Même les pires moments de sa vie se transforment en réjouissantes anecdotes comme ce passage dans une prison russe, survenu lors de l’expédition Arktos autour du cercle polaire arctique (2002-2004), où son imagination fut mise à l’épreuve pour concevoir une nouvelle casserole d’expédition. « Au pôle Nord, vous n’avez pas d’iPhone, ni Waze, ni Google Map, on utilise simplement ces rubans attachés à nos bâtons pour se diriger en fonction de l’orientation du vent », explique-t-il. Le public applaudit.
« C’est un peu chiant, non ? », lance le show man. Hilarité générale. Et d’enchaîner en demandant un volontaire parmi les enfants : « pas toi, t’es trop grand !». Celui qu’il invite sur scène joue le rôle d’une broche à glace pour expliquer la difficulté de monter une tente en pleine zone ventée. En moins de trois minutes, c’est bouclé, mais Mike souligne avec sérieux que le moindre faux pas dans cette manœuvre conduit à l’envol de la tente et à la mort des deux explorateurs. Coup de froid dans la salle. « Alors que t’as juste envie de boire un coup à l’intérieur ! », blague-t-il, visiblement aussi à l’aise sur scène que sur la banquise.
Même s’il semble parfois ne pas trouver le bon mot français pour qualifier un sentiment, le discours de Mike Horn fait toujours mouche. Ponctuant son intervention du célèbre adage « si tes rêves ne te font pas assez peur, c’est qu’ils ne sont pas assez grands », l’aventurier « tient » son public, toutes générations confondues. « Là-bas, c’est marche ou crève ! T’as pas le choix, comme lors notre dernière semaine, très difficile (en décembre 2019, ndlr), les rations venant à manquer », se souvient-il.
La vidéo de la chute de Mike dévoilée
En prélude d’une explication sur l’utilité des jumelles thermiques permettant de déterminer l’épaisseur de la glace, Mike Horn dévoile une vidéo de Borge Ousland, son partenaire lors de sa dernière expédition dans l’Arctique, le filmant en train de tomber dans l’eau glacée après la rupture de la glace. Effrayante ! « J’ai dit à Borge de ne surtout pas s’approcher de moi, de me laisser partir, mieux vaut un mort que deux », avoue le Suisse d’adoption dans un silence pesant.

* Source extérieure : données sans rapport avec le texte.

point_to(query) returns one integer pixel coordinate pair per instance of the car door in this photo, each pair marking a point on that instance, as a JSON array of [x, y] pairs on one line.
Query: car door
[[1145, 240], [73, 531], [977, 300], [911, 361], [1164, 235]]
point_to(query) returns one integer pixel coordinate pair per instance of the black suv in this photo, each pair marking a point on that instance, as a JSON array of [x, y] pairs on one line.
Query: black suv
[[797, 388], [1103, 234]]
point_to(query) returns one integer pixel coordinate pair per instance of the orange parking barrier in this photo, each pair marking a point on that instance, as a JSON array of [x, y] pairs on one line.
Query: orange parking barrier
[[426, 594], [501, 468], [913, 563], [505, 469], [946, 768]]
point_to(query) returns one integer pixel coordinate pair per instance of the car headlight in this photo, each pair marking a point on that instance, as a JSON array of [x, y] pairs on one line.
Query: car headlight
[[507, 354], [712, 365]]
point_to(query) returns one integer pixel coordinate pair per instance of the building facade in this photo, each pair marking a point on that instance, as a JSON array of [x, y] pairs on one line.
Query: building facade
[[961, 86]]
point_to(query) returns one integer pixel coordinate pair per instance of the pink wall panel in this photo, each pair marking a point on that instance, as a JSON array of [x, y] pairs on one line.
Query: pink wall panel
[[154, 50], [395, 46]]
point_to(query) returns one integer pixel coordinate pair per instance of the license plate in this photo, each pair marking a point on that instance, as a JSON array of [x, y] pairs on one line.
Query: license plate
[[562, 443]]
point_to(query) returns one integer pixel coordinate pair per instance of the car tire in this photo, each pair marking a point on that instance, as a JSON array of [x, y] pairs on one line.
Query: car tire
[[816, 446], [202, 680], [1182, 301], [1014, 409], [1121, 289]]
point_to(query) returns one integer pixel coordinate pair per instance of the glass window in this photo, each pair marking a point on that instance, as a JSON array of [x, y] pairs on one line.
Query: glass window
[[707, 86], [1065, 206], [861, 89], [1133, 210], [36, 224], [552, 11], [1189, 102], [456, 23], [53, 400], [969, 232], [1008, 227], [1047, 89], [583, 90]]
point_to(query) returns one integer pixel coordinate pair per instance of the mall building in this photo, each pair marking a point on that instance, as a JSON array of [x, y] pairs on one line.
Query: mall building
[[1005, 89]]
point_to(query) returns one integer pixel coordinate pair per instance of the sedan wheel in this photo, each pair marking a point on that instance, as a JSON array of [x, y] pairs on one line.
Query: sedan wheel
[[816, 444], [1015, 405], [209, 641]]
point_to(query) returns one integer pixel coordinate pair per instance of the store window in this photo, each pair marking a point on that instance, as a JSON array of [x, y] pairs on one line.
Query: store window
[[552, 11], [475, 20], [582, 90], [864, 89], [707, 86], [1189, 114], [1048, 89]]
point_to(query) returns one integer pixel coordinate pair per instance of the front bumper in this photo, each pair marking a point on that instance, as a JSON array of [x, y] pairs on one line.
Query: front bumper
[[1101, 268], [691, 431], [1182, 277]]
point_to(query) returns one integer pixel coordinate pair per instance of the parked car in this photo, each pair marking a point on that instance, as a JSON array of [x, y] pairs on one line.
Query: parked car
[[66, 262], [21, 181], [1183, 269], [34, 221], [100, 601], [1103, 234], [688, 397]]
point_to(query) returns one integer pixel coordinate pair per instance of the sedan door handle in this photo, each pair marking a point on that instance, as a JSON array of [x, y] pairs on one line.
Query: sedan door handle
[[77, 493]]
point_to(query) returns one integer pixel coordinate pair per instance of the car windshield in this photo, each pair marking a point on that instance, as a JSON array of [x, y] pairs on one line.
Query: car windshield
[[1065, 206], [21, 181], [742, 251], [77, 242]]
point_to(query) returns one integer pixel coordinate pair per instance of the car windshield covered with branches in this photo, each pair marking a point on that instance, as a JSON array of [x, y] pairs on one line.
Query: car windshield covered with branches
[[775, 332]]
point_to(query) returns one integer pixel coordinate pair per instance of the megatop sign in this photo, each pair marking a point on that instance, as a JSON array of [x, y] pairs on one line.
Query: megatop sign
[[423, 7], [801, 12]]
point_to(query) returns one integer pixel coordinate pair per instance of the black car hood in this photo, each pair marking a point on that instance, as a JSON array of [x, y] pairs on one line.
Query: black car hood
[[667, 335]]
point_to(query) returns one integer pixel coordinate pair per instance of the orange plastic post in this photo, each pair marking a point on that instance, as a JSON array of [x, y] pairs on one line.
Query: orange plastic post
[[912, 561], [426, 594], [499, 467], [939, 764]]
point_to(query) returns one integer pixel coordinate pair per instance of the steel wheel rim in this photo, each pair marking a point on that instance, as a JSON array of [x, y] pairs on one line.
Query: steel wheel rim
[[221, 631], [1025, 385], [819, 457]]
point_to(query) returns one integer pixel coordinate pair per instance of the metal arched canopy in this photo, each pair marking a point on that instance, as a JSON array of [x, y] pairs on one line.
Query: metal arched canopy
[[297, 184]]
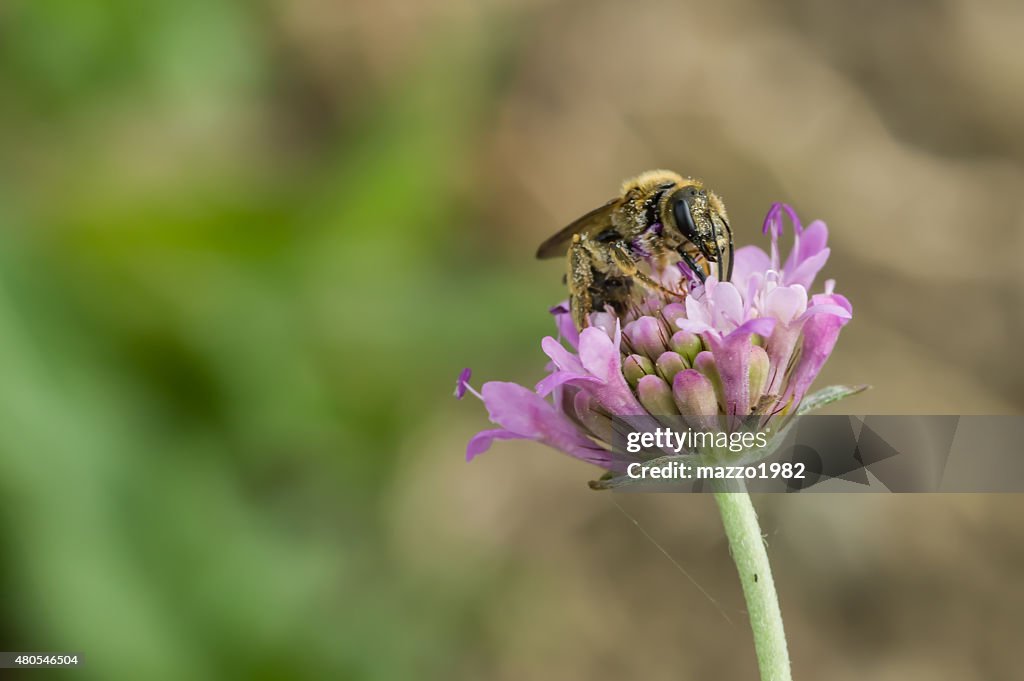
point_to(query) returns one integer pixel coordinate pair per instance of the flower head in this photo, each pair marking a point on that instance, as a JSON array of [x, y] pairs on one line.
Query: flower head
[[720, 352]]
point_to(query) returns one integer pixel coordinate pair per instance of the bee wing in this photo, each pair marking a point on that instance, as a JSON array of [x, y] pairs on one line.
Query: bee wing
[[595, 221]]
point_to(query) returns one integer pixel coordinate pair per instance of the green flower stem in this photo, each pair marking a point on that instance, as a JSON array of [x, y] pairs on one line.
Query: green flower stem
[[749, 553]]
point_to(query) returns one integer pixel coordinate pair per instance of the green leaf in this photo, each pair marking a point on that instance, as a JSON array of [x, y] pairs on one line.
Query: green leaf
[[828, 395]]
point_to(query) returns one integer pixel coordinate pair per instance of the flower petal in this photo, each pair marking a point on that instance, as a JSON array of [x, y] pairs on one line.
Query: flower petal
[[462, 383], [480, 442], [785, 302], [522, 412]]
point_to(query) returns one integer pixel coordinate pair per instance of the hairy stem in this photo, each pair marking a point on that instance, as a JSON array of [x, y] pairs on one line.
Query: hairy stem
[[749, 553]]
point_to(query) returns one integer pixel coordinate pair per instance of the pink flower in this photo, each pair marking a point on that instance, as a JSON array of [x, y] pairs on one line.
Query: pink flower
[[749, 347]]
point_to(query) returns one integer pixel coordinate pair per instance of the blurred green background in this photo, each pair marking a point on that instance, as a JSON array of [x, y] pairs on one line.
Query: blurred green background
[[246, 248]]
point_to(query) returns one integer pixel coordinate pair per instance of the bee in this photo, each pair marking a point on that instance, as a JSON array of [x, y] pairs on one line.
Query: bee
[[657, 217]]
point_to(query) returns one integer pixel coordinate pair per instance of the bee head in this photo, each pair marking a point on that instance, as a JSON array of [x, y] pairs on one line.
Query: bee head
[[695, 217]]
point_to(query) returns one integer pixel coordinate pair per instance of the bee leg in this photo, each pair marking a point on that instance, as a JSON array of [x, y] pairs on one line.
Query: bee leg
[[580, 277], [723, 247], [692, 264], [728, 231], [628, 265]]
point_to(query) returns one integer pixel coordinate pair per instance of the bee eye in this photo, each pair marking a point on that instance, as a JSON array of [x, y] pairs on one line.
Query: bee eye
[[681, 211]]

Puis, Mike poursuit son one man show sur un ton plus positif. « On n’a pas eu de soleil 80% du temps puisque la terre est ronde et que l’on se trouvait au pôle Nord où les rayons ne viennent pas nous réchauffer », explique-t-il en moquant ceux qui pensent encore que la terre est plate « Moi je sais ! Un jour, je suis parti de chez moi par la porte d’entrée, j’ai marché, marché, marché tout droit pendant deux ans et je suis revenu par la porte de derrière ! ». La preuve par les faits, bravo ! Jeu, set et match, Monsieur Horn.